RUN BY Damon Cogman
OWNED SINCE 2003
As the newest member of the team, allow me to introduce the latest addition to the Drive-My fleet. I’ve owned my very beige 1968 1600 Type 3 Fastback for more than 15 years, making it the longest (car) relationship I’ve ever had. We’ve been everywhere together, My little #VW
and I, all over Europe visiting countless car shows, historic racing events and even getting pressed into action as my wedding car one summer’s day. When I bought the VW in 2003 it had just arrived in the UK from a lifetime spent in the Californian sunshine near Hollywood. It must have been a bit of a shock to the poor thing to suddenly have to contend with the British weather.
I’m a big believer in using my classics every day, come rain or shine. So much so, I forsake the modern reliability of a boring Eurobox and rely only on classics for transport. Not always the best idea when I’m stranded at the side of the road at 3am, but that’s what breakdown cover is for, right?
Consequently, and because I have a stubborn insistence on all-year-round classic motoring, maintenance and repair on my VW is pretty constant. However, as the legendary German engineering has proved, it’s more than up to the job of racking up the miles in the modern world year after year.
To keep the car from being overwhelmed on the autobahns, it has had one or two upgrades here and there over the years. The first job after its import was to lose the power-sapping smog equipment and temperamental fuel-injection system and replace them with a pair of sexy Dell’Orto carbs. A much simpler option, and they even came with the bonus of a few extra horses. Not to be sniffed at when you only have a whisker over 40 to start with. The original steel wheels were also changed for Mahle Porsche 914 versions and, like many VWs, a gentle lowering for a slice of cool. However, like every classic that gets driven through all weathers, the dreaded rust creeps up on you at some point. So, with a heavy heart, this winter I decided to take my trusty companion off the road and start the process of attending to all the telltale signs of bubbling paint and flaking underseal.
This is where the story deviates from the familiar one of a light refresh towards what is now a full scale restoration. The rot had spread much further than hoped, and beneath the innocent beige panels lay a collection of horrors that meant many more hours of welding and quite a few swears when each small hole turned into something slightly larger.
Earlier this year, my old friend Sam Anker drew the short straw and was entrusted with setting about the VW in his spacious and very organised workshop with a grinder and welding torch. It’s been a painful experience, seeing my once immaculate Type 3 reduced to its bare bones, but I know the end is gradually coming into sight.
Many hours have gone into wire-brushing, paint-stripping, sanding and preparing the floorpan and inner-wing areas, which were the worst spots of rot.

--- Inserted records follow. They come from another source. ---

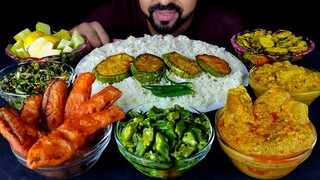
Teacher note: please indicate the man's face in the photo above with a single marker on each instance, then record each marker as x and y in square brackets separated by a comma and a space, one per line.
[166, 16]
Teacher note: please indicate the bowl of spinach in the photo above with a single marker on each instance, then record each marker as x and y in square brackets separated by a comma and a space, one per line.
[20, 80]
[164, 142]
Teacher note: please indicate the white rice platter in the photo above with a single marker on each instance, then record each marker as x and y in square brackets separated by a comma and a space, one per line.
[210, 91]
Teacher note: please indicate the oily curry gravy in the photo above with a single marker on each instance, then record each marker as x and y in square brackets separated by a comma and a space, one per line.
[273, 125]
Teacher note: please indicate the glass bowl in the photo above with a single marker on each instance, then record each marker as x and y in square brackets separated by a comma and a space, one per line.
[263, 166]
[158, 167]
[17, 99]
[85, 158]
[71, 58]
[305, 96]
[252, 53]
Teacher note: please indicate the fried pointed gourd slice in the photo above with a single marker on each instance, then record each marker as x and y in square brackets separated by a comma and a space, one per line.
[182, 65]
[53, 104]
[31, 110]
[213, 65]
[99, 101]
[19, 134]
[114, 68]
[61, 144]
[148, 68]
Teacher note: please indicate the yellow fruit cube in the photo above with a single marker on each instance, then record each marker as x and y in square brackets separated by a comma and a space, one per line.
[63, 34]
[22, 34]
[43, 27]
[76, 40]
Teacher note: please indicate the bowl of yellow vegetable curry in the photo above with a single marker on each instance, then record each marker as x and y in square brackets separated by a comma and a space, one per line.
[262, 46]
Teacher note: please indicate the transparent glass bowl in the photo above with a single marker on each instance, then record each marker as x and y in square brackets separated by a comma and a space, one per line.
[160, 169]
[306, 97]
[15, 99]
[259, 167]
[80, 163]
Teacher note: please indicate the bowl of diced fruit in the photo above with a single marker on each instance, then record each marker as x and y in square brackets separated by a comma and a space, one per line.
[44, 44]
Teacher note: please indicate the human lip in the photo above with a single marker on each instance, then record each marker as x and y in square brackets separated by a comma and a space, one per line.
[165, 15]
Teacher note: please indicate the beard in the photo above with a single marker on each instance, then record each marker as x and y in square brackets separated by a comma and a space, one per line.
[165, 27]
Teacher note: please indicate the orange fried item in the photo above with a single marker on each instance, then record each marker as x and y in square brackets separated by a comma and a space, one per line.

As I write this, all the rust has been eradicated from the shell and new metal now lives where rusty holes once lurked. And, with a bit of luck, the Type 3 should be heading off to the paint shop very soon. I can’t wait to have my old friend back for a fantastic 2020 of adventures – all over Europe.
Floorpan is now as good as new – or better.
Lurking beneath the shiny chrome and layers of wax, the dreaded rust had taken hold. Soon the VW will be back to its pristine best. Three stages of grief, for VW’s caretaker Anker, as the inner wing is overhauled after rot.